West Coast states primarily have the most expensive gas price averages ($3+). However, on the east coast, Pennsylvania ($2.97) is inching closer to that same threshold.
Today’s national gas price average ($2.76) is 17-cents more expensive than last month and 34-cents more expensive that last year at this time.
- The nation’s top 10 states with the largest weekly increases are: Florida (+11 cents), Rhode Island (+11 cents), Connecticut (+10 cents), New Jersey (+10 cents), Michigan (+10 cents), Ohio (+10 cents), Utah (+8 cents), Massachusetts (+8 cents), New Hampshire (+8 cents) and New York (+7 cents).
- The nation’s top 10 most expensive markets are: Hawaii ($3.59), California ($3.58), Washington ($3.25), Alaska ($3.23), Nevada ($3.18), Oregon ($3.16), Idaho ($3.05), Utah ($3.02), Pennsylvania ($2.97) and Connecticut ($2.89).
South and Southeast
With an 11-cent increase, Floridians ($2.74) are seeing not only the largest pump price jump in the country and among the South and Southeast states, but the most expensive price in the region. At $2.72, New Mexico has the second highest gas price average in the region followed by Georgia ($2.66). All other states in the region have an average of $2.56 or less.

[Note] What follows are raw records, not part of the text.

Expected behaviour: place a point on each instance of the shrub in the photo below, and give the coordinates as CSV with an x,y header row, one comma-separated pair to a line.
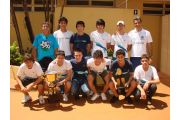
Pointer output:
x,y
15,57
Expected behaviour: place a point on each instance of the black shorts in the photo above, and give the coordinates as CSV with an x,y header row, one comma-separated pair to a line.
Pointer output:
x,y
27,80
45,63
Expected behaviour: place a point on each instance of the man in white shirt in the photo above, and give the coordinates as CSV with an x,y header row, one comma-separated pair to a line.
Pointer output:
x,y
100,39
28,75
63,68
141,41
63,37
120,40
147,78
97,66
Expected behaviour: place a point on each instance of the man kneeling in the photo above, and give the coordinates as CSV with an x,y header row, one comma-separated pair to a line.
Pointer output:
x,y
29,75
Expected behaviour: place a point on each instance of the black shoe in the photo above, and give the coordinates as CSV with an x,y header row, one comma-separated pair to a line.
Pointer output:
x,y
76,97
84,95
149,102
149,99
114,99
128,100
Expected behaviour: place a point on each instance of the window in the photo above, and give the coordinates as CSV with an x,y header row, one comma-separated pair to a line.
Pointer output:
x,y
158,8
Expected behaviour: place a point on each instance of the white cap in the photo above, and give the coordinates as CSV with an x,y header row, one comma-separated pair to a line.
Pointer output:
x,y
120,22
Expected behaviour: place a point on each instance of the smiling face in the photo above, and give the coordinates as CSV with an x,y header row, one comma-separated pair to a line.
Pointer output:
x,y
29,63
120,27
60,59
45,28
100,28
145,63
63,25
138,24
120,58
78,56
97,61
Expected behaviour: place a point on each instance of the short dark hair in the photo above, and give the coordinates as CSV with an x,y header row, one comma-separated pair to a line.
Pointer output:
x,y
78,50
120,52
63,19
137,18
100,22
98,54
45,23
60,52
80,23
28,57
145,56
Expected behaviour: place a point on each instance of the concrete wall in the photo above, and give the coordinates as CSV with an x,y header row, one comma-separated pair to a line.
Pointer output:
x,y
153,24
90,15
36,18
165,46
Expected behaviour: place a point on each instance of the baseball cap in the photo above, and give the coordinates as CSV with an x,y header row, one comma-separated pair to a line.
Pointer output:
x,y
120,22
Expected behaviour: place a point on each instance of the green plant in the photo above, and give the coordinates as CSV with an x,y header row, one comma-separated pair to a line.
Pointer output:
x,y
15,57
110,52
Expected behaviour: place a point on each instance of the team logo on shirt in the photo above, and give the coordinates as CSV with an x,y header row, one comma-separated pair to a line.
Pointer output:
x,y
118,71
142,37
45,45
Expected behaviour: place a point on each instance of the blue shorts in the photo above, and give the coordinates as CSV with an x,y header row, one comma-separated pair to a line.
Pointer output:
x,y
135,61
28,80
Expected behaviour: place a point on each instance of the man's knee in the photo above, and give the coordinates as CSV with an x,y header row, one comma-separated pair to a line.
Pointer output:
x,y
153,87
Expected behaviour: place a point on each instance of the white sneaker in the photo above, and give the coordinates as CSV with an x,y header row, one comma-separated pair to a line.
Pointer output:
x,y
41,99
26,99
103,96
90,93
65,98
94,97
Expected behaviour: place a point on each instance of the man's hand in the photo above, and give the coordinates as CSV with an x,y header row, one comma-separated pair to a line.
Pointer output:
x,y
115,84
146,85
24,89
143,94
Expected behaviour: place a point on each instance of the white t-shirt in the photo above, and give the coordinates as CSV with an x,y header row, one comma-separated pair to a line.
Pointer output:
x,y
150,74
122,41
34,72
63,39
59,69
101,67
100,39
139,41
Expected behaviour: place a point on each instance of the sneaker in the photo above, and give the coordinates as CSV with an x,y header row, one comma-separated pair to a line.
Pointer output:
x,y
90,93
149,102
128,100
41,99
103,96
114,99
94,97
76,97
65,98
26,99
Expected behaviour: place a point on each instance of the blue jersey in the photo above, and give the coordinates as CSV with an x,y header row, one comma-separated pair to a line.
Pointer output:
x,y
121,72
80,41
80,69
45,46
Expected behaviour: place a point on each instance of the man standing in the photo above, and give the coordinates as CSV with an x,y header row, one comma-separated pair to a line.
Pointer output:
x,y
147,78
100,39
63,37
141,42
45,47
81,40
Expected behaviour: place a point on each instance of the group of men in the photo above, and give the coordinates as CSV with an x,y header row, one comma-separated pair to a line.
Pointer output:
x,y
78,59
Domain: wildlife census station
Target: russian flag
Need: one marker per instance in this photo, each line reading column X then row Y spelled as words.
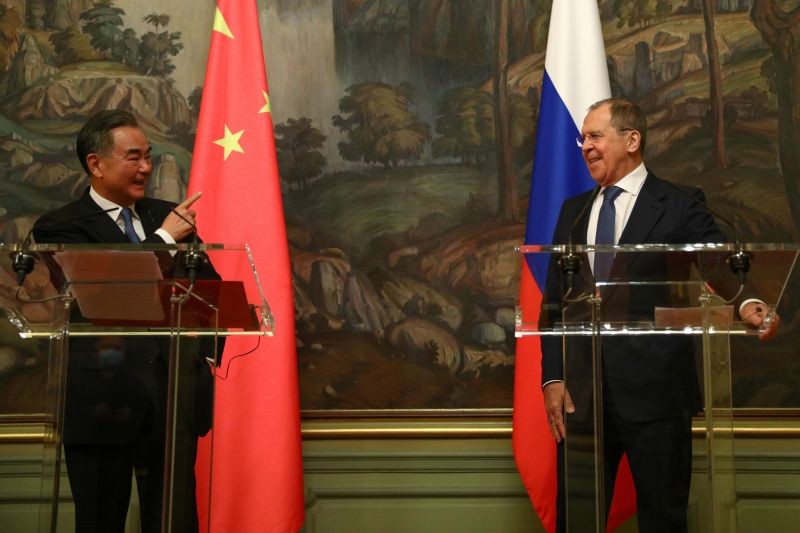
column 575, row 76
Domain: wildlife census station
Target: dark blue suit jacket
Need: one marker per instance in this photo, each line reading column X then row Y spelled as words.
column 646, row 377
column 113, row 404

On the week, all states saw prices increase, just not double-digits like Florida: New Mexico (+6 cents) Louisiana (+5 cent), South Carolina (+5 cents), Alabama (+5 cents), Mississippi (+4 cents), Texas (+4 cents), Arkansas (+4 cents), Oklahoma (+3 cents) and Georgia (+1 cent).
With a 680,000 bbl draw, gasoline inventories sit just above 81 million bbl, which is 2 million more than this time last year.